The professor promised not to laugh.
"My idea is this. To find out the real reason for her not getting better and treat that."
"Very simple."
"Yes, because John already knows the real cause. He says she doesn't get well because she doesn't want to. In the old days people would say her heart was broken. And it seems such a pity, because, if what everyone says is true, she would have been frightfully unhappy if she had married him. (Desire became slightly incoherent here.) They weren't suited at all. He was a musician, a derelict who hadn't a thought in the world for anything but his violin. Aunt Caroline says the engagement was a mystery to everyone. She says that probably Miss Martin just offered to take him in hand and look after him (she used to be very capable) and he hadn't backbone enough to say she couldn't. They say that the only time anyone ever saw a gleam in his face was the day he went away to the war. Then he was killed. And now she won't get well because she can't forget him."
"And that is what you call a 'pity'?"
"Well, not exactly that." She hesitated. "If he had cared for her as she thought he did, it wouldn't seem such a waste. But he didn't. Everybody knew it—except herself."

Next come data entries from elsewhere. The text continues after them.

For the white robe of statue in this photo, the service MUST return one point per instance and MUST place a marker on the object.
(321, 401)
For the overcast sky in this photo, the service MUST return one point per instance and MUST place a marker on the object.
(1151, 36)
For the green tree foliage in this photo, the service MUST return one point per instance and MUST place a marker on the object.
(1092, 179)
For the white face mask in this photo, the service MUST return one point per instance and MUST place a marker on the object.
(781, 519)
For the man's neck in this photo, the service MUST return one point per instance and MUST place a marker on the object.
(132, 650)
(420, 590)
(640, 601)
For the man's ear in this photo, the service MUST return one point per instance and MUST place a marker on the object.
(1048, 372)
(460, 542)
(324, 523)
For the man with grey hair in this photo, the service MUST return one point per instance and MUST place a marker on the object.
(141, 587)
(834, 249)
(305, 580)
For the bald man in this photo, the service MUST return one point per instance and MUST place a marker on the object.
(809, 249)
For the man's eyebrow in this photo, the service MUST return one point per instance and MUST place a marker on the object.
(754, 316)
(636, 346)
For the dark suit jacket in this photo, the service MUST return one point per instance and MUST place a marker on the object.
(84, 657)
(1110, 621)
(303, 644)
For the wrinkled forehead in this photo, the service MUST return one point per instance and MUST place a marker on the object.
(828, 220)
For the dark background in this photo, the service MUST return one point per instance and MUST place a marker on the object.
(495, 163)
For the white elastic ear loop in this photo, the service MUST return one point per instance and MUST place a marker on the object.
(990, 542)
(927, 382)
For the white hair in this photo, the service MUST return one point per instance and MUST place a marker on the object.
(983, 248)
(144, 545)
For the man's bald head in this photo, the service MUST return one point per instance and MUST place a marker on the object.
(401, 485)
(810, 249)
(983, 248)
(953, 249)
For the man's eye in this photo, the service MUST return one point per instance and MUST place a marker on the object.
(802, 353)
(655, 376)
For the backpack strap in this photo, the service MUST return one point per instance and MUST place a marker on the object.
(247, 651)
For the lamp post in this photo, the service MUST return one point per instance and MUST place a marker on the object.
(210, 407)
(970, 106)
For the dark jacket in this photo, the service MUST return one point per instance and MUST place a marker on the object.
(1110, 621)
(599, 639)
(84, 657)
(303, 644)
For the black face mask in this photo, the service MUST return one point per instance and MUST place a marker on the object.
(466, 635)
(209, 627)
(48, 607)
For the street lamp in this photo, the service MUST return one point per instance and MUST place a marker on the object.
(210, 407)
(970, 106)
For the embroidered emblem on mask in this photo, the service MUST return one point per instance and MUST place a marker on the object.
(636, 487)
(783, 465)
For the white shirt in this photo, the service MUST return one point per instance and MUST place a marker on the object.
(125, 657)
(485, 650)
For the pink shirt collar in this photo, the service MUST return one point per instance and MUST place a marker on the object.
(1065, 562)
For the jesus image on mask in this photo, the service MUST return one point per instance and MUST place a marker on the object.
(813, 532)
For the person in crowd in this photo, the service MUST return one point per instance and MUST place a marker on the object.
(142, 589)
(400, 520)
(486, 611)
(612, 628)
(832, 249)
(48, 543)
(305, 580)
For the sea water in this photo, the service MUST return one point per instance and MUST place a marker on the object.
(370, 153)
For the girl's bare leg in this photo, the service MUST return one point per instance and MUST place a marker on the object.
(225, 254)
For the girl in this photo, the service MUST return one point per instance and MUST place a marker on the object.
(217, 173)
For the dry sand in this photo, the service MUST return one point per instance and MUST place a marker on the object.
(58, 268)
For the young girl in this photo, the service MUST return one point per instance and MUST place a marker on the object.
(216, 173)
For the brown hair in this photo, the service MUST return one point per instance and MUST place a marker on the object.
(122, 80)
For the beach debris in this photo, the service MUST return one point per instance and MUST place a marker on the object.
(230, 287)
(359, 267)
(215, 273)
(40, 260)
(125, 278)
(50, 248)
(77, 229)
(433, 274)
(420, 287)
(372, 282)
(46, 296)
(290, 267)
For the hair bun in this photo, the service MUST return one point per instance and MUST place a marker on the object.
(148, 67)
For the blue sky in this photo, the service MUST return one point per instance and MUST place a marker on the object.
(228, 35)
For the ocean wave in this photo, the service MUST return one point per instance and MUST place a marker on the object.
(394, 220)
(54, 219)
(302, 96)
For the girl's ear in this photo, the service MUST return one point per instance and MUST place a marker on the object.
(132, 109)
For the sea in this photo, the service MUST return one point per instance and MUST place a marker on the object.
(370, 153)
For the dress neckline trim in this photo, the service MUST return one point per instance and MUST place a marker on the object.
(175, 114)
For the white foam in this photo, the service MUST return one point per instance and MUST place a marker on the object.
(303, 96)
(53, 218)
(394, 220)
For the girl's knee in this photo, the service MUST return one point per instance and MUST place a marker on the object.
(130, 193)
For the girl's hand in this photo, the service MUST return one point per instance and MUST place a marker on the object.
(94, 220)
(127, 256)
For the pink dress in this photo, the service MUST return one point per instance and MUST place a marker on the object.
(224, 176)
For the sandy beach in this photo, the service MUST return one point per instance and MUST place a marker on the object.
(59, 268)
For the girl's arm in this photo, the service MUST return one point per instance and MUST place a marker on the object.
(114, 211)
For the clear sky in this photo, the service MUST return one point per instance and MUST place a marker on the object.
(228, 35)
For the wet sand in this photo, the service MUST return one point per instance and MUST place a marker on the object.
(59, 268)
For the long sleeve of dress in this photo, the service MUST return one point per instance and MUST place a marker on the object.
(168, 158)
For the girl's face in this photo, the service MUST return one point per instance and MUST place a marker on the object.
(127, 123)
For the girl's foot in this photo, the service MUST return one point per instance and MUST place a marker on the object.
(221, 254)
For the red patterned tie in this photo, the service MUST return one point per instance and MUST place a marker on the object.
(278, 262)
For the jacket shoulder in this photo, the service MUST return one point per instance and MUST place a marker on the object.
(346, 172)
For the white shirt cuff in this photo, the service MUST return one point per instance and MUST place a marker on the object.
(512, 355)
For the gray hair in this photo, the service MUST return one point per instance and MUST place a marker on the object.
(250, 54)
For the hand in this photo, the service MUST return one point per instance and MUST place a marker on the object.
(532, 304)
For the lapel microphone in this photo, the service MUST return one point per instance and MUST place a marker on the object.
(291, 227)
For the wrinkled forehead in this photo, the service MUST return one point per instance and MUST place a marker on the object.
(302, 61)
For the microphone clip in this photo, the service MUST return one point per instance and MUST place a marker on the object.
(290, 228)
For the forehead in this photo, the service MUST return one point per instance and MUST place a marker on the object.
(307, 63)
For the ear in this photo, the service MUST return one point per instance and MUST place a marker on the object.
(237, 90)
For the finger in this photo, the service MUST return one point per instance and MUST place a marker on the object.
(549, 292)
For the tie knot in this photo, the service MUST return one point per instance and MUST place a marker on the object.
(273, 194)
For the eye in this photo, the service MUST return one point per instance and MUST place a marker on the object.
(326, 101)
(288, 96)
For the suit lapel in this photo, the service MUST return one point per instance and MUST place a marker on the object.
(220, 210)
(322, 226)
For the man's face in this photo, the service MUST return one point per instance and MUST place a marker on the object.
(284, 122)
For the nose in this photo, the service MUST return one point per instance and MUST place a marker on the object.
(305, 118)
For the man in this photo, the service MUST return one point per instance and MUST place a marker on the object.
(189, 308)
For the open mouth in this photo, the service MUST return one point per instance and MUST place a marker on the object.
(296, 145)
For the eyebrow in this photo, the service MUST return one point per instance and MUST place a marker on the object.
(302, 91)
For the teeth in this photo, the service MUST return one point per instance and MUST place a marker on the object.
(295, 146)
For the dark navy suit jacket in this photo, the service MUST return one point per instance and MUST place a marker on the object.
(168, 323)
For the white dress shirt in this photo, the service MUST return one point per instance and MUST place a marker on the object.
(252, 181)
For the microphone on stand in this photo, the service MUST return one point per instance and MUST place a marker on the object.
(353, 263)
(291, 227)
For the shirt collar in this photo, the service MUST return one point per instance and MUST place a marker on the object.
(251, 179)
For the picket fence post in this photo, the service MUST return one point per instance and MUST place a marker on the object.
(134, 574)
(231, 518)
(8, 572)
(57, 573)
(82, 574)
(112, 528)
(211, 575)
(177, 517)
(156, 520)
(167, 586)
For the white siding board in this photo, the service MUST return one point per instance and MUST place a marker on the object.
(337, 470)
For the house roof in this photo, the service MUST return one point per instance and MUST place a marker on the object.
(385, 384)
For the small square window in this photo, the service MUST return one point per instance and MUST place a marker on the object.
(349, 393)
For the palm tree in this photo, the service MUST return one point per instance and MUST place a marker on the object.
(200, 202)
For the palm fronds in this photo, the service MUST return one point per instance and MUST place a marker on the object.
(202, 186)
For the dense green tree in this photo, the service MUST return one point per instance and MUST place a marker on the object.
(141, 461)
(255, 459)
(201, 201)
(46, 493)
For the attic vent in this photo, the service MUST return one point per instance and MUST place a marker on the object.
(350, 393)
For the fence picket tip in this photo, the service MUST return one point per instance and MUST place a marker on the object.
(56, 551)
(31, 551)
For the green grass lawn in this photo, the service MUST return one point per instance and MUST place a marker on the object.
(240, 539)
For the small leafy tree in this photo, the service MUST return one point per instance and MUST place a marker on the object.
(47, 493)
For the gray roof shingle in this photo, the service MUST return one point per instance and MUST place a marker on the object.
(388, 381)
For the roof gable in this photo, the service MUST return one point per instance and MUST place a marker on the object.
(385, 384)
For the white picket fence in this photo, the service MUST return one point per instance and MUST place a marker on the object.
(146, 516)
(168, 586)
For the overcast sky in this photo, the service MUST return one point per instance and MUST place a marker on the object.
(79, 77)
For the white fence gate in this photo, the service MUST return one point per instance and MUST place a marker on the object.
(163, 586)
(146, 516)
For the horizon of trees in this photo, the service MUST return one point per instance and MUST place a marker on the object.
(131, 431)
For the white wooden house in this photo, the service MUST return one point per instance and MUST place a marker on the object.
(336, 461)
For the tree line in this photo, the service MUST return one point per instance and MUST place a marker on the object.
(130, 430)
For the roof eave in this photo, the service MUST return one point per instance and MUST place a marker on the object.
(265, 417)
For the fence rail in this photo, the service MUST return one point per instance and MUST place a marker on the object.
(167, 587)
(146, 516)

"Everybody may have been wrong."
"Yes. But that is just the point. They weren't. He died as he had lived without a thought for anything but music. I happened to hear a rather wonderful story about his dying. Sergeant Timms, who drives the baker's cart, was in the next cot to his, in the hospital. And my idea is that if he could just tell her the story—just let her see that he went away without a thought—she might get things in proportion again and let herself get well."
"I see. Well, my dear, it is your idea. Is John going to drive you out?"
"No. He wanted to. But I'll have to find the Sergeant and take him with me."